Reality Checks for Relationships appeared first on Relationships Reality and was authored by Sarah Adelle and Sophia Elise
Reality checks are necessary for relationships. It is fine to have faith and hope in your partner. You should, if they earned that faith and trust. But sometimes, we all need a reality check. Reality is often never as positive as our hopes or desires. Reality can be harsh, especially when it comes to love and relationships, but we need to see it so we stop wasting our time. Here are some realities of relationships that you may not want to hear, but need to keep in mind.
1. Some people will never change their behavior. They don’t want to change their behavior, or they can’t. There also may be no reason for them to change their behavior because there is nothing in it for them. Only you, and that is not enough for them to make a change. Change your behavior instead.
2. Guilt may get you somewhere with some people, but many people simply will never feel guilty for hurting you or someone else. You can try to make them feel guilty, but you cannot force anyone to feel guilty even if they should. So stop trying.
3. Another on our list of reality checks: Some people will never learn their lesson. You can try and teach them over and over again, but they will just never get it. Learn your lesson and stop playing teacher to a student that does not want to learn or possesses the capacity to learn.
4. Yet another harsh reality check for you is yes, they know they hurt you when they did or said that. Yes’m they will more than likely do it again or say it again knowing it will hurt you again. Stop giving the same people another chance to hurt you like that.
5. The person you are in a relationship with may never admit to being wrong. No matter how you try to prove your case, the reality is they are never wrong as far as they are concerned. Stop trying to prove your case in this relationship. Haven’t you seen the proof that you cannot win with this person even when you are in the right and they are in the wrong?
6. Here is a reality check for you. You may be in a relationship with someone who will never apologize. Some may apologize but are never truly sorry. You may be apologizing to them when they are wrong, and you had the nerve to get upset about it.
7. Another sad reality is that some people grow apart, not together. Some people also refuse to grow up. You cannot force someone else to grow and move forward. If they want to remain stuck, they will. Just don’t stay stuck with them.
8. You need a relationship reality check if you are with someone who is always playing the victim. In reality, they are more than likely the one causing the problems in the first place, they just do not like when you bring it to their attention. They manipulate you by twisting and turning everything around.
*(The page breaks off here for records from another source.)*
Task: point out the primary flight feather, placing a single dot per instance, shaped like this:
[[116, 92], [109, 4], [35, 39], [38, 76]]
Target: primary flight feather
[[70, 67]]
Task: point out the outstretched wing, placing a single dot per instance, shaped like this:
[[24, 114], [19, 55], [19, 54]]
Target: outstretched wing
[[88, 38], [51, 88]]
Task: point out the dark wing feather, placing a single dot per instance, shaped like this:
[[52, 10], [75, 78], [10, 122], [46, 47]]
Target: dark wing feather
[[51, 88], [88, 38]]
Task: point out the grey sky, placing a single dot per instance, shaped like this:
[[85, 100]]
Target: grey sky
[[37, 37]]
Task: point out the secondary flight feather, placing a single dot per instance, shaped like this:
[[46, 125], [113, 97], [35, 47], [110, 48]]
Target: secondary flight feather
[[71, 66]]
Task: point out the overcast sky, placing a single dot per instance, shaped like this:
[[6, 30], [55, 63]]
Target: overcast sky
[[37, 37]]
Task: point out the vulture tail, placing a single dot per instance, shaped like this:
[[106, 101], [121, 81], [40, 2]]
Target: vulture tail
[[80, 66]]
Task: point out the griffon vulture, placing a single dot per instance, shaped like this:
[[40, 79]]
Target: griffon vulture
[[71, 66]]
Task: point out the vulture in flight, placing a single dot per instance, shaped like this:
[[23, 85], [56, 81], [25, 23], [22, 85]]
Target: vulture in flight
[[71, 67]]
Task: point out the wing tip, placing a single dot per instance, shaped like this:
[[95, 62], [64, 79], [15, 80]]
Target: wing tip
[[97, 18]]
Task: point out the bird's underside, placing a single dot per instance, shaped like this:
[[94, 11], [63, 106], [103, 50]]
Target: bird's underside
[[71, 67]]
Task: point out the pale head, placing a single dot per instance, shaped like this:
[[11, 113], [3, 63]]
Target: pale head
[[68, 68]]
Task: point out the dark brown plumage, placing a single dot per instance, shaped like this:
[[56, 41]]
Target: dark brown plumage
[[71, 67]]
9. If someone really wanted to stop doing something to hurt you, they could and they would. If they don’t, they wont. The reality of the situation is they don’t want to, and for whatever reason, you are accepting that and sticking around.
10. Sometimes the reality is not that they were intimidated by you, or scared of their feelings for you, or couldn’t handle how they felt about you, the fact is they lied to you, used you, and it was just a game to them.